308 nowych aut dla administracji rządowej. Mało? Dorzucili jeszcze myjnię
Rządowa myjnia w planach
Myjnia to kolejny zakup, do którego przymierza się polski rząd. Szczegóły nowego przedsięwzięcia przedstawił Fakt.
Zgodnie z doniesieniami dziennika Centrum Obsługi Administracji Rządowej ogłosiło przetarg na zakup i montaż myjni automatycznej. Organ ten nadzoruje szef KPRM Michał Dworczyk.
Jakie wymagania ma spełniać rządowa myjnia?
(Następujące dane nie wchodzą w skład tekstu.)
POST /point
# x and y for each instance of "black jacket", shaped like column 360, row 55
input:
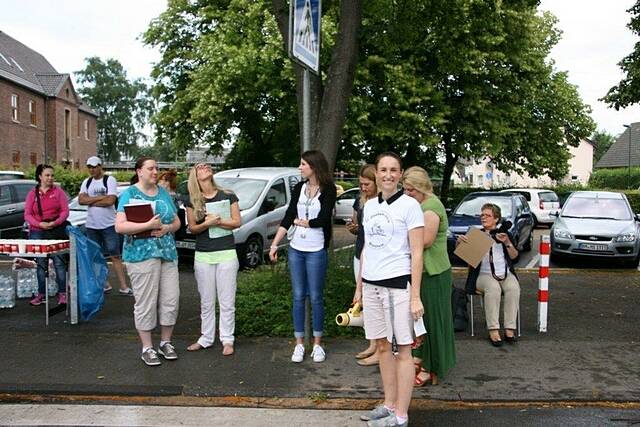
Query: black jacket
column 472, row 277
column 327, row 200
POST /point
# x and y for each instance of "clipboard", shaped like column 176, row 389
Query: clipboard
column 475, row 248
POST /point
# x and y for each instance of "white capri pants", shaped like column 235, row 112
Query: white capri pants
column 156, row 290
column 217, row 280
column 380, row 320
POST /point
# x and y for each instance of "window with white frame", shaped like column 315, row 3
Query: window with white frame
column 32, row 113
column 14, row 108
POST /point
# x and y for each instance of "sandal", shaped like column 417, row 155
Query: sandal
column 365, row 353
column 227, row 349
column 420, row 381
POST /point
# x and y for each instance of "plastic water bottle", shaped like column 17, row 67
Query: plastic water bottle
column 7, row 292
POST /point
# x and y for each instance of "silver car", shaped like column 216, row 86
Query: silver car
column 263, row 196
column 596, row 224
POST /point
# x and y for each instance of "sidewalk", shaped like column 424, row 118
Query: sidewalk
column 589, row 354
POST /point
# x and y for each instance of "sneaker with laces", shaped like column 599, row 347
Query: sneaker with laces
column 37, row 300
column 318, row 354
column 150, row 357
column 378, row 412
column 168, row 351
column 388, row 421
column 298, row 353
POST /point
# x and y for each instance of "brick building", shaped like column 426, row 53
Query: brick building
column 41, row 115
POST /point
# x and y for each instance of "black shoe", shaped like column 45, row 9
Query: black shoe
column 496, row 343
column 511, row 339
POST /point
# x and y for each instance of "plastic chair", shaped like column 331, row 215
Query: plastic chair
column 481, row 294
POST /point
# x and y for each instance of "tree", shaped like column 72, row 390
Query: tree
column 627, row 92
column 123, row 106
column 224, row 77
column 602, row 140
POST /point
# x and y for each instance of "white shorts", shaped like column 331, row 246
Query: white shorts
column 383, row 321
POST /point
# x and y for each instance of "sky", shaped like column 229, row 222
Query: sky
column 595, row 38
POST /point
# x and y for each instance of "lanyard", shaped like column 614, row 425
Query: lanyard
column 493, row 268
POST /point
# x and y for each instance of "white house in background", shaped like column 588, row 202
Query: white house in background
column 484, row 174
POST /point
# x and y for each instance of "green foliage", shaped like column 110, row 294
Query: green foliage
column 627, row 92
column 263, row 299
column 123, row 106
column 615, row 178
column 602, row 141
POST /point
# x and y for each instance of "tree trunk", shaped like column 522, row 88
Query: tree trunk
column 328, row 101
column 449, row 165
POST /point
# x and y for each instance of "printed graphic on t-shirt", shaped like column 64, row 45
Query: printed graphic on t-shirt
column 379, row 229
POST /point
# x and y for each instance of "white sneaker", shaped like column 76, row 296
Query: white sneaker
column 318, row 354
column 298, row 353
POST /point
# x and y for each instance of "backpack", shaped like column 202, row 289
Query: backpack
column 105, row 178
column 459, row 309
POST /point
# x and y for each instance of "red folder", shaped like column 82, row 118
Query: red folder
column 139, row 213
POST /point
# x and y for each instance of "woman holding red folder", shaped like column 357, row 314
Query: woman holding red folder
column 151, row 259
column 215, row 261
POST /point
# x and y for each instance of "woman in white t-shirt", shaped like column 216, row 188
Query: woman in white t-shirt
column 310, row 212
column 388, row 286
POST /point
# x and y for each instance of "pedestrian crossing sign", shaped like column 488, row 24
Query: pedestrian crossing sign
column 304, row 33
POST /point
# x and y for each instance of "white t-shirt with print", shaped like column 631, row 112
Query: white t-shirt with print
column 307, row 239
column 387, row 252
column 100, row 217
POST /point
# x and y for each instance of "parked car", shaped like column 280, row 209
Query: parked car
column 513, row 206
column 597, row 224
column 4, row 175
column 13, row 194
column 78, row 212
column 263, row 196
column 344, row 205
column 541, row 202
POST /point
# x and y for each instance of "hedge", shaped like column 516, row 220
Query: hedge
column 263, row 298
column 615, row 178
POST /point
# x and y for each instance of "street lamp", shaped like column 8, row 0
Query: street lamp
column 629, row 162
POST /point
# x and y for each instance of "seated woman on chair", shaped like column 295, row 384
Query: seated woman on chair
column 494, row 276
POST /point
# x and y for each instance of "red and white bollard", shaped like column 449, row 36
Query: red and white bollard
column 543, row 283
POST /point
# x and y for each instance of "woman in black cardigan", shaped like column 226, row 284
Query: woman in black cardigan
column 310, row 214
column 495, row 276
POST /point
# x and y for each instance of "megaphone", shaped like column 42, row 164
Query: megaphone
column 353, row 317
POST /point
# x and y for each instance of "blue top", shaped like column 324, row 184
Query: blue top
column 137, row 250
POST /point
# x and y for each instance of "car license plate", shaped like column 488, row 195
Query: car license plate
column 593, row 247
column 185, row 245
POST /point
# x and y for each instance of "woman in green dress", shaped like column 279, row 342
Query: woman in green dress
column 436, row 355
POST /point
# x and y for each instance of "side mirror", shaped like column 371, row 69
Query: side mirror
column 268, row 205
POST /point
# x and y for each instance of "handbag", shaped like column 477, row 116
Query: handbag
column 56, row 233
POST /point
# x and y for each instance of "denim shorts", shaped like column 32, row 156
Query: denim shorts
column 108, row 239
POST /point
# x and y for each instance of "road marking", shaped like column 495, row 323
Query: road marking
column 533, row 261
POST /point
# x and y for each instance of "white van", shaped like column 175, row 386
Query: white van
column 541, row 202
column 263, row 196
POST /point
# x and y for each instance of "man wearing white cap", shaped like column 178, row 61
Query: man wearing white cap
column 99, row 193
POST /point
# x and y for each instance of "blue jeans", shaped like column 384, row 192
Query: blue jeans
column 59, row 263
column 308, row 271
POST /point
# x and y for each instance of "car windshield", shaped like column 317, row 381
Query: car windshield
column 596, row 208
column 472, row 207
column 247, row 190
column 548, row 196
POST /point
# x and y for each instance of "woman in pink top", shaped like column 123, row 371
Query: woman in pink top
column 46, row 208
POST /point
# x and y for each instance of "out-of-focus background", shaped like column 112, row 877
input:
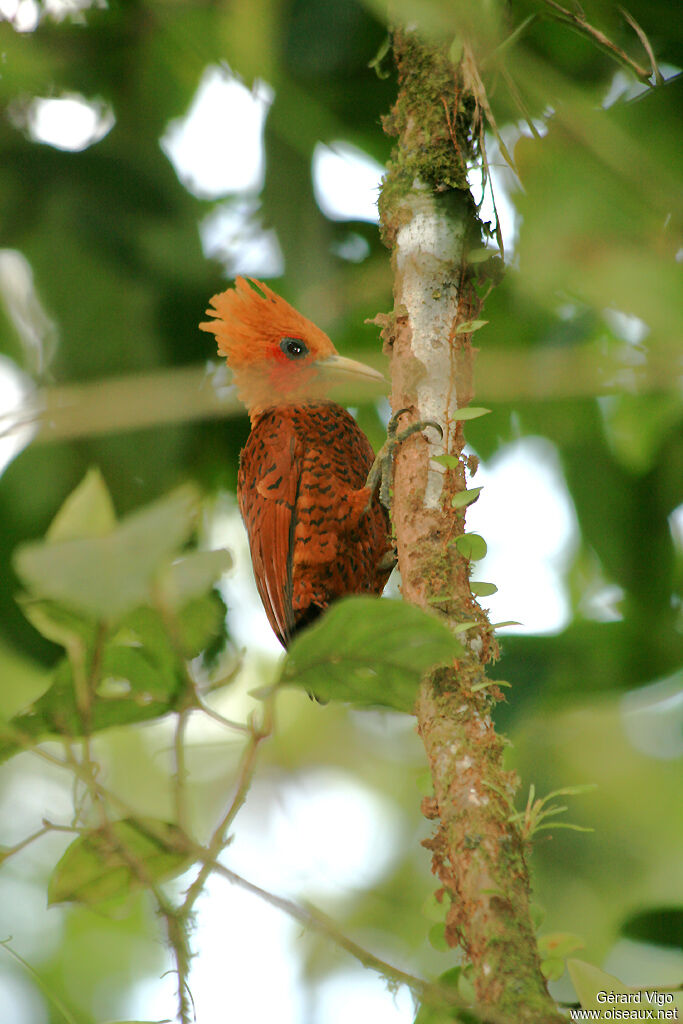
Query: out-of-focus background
column 148, row 153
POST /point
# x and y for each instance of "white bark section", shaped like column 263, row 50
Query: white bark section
column 428, row 247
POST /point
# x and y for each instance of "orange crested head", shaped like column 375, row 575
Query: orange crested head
column 278, row 356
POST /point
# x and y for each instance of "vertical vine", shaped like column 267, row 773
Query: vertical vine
column 441, row 272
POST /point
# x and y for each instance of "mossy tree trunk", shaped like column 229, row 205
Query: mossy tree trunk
column 429, row 220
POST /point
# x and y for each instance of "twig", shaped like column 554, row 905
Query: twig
column 645, row 44
column 179, row 769
column 578, row 22
column 428, row 992
column 217, row 842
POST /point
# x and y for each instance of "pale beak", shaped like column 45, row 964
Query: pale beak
column 340, row 367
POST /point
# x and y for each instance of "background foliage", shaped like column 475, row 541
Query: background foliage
column 111, row 237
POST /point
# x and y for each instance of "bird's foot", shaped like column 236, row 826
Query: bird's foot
column 380, row 471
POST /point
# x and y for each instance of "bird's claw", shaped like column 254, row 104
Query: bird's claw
column 380, row 472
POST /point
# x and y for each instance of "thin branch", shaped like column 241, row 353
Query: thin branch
column 313, row 919
column 577, row 20
column 179, row 769
column 645, row 44
column 217, row 842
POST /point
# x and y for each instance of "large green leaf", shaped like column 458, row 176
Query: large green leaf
column 107, row 576
column 369, row 652
column 105, row 863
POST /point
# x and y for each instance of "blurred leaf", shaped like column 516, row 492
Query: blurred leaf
column 559, row 944
column 482, row 589
column 470, row 413
column 58, row 624
column 638, row 424
column 552, row 968
column 202, row 626
column 589, row 980
column 107, row 576
column 107, row 863
column 87, row 512
column 436, row 936
column 436, row 1015
column 471, row 546
column 194, row 574
column 464, row 498
column 469, row 327
column 369, row 652
column 662, row 927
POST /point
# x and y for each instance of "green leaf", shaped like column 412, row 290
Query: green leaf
column 553, row 968
column 370, row 652
column 481, row 255
column 194, row 574
column 87, row 512
column 589, row 980
column 559, row 944
column 436, row 936
column 105, row 576
column 469, row 327
column 58, row 624
column 470, row 413
column 482, row 589
column 202, row 625
column 464, row 498
column 450, row 461
column 105, row 863
column 471, row 546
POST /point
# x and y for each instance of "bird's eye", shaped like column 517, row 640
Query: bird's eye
column 293, row 348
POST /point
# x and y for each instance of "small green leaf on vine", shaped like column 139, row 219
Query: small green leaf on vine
column 469, row 327
column 450, row 461
column 470, row 413
column 464, row 498
column 480, row 589
column 471, row 546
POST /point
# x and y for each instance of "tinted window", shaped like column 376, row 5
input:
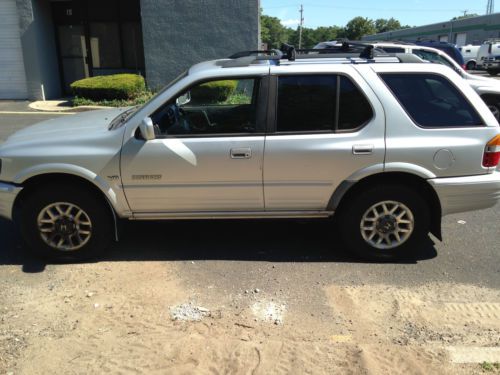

Urzędnicy przedstawili szczegółową specyfikę. Przede wszystkim myjnia powinna być wyposażona w 15 programów mycia.
Fakt podaje, że rządowi zależy również na nowoczesnych gąbkowych szczotkach, które czyszczą w poziomie i pionie i są produkowane w takiej technologii oraz z takiego materiału, aby ich ingerencja w powłokę lakierniczą mytych pojazdów była możliwie najmniejsza. Co więcej, myjnia ma posiadać także funkcję woskowania aut.
Koszty? Dziennik donosi, że rząd ma zamiar wydać myjnię nawet 470 tys. zł. To już drugie podejście do zakupu rządowej myjni.
Przetarg na samochody rządowe uzupełniony o myjnię
Myjnia ma być uzupełnieniem rządowych zakupów, o których już wcześniej informował Fakt. Pod koniec października, gdy koronawirus zdecydowanie zaostrzył swój kurs, media obiegły doniesienia, jakoby rząd szykował się do zakupu 308 nowych aut.
Zgodnie z przekazem Faktu w przetargu biorą udział cztery firmy: BMW, Volkswagen, Hyundai i Peugeot. Dziennik dotarł do szczegółów trzech ofert.
BMW zaproponowało pojazdy hybrydowe 330E w cenie 184,5 tys. zł za sztukę. Volkswagen zaoferował passaty z napędem na cztery koła za 169,3 tys. za egzemplarz. Z kolei Hyundai zgłosił chęć wyposażenia administracji rządowej w samochody elektryczne po 160 tys. zł za sztukę.
Według pierwotnych ustaleń samochody miały trafić do czterech ministerstw. Nowe pojazdy miałyby służyć członkom resortów: finansów, spraw zagranicznych, zdrowia i obrony narodowej.
Przetarg na samochody miał zostać zorganizowany na początku tego roku. Jednak według Faktu premier Mateusz Morawiecki ostatecznie zrezygnował z tego przedsięwzięcia. Wszystko wskazuje na to, że koncepcja nie została całkowicie porzucona. Co więcej, uległa nawet rozszerzeniu o rządową myjnię.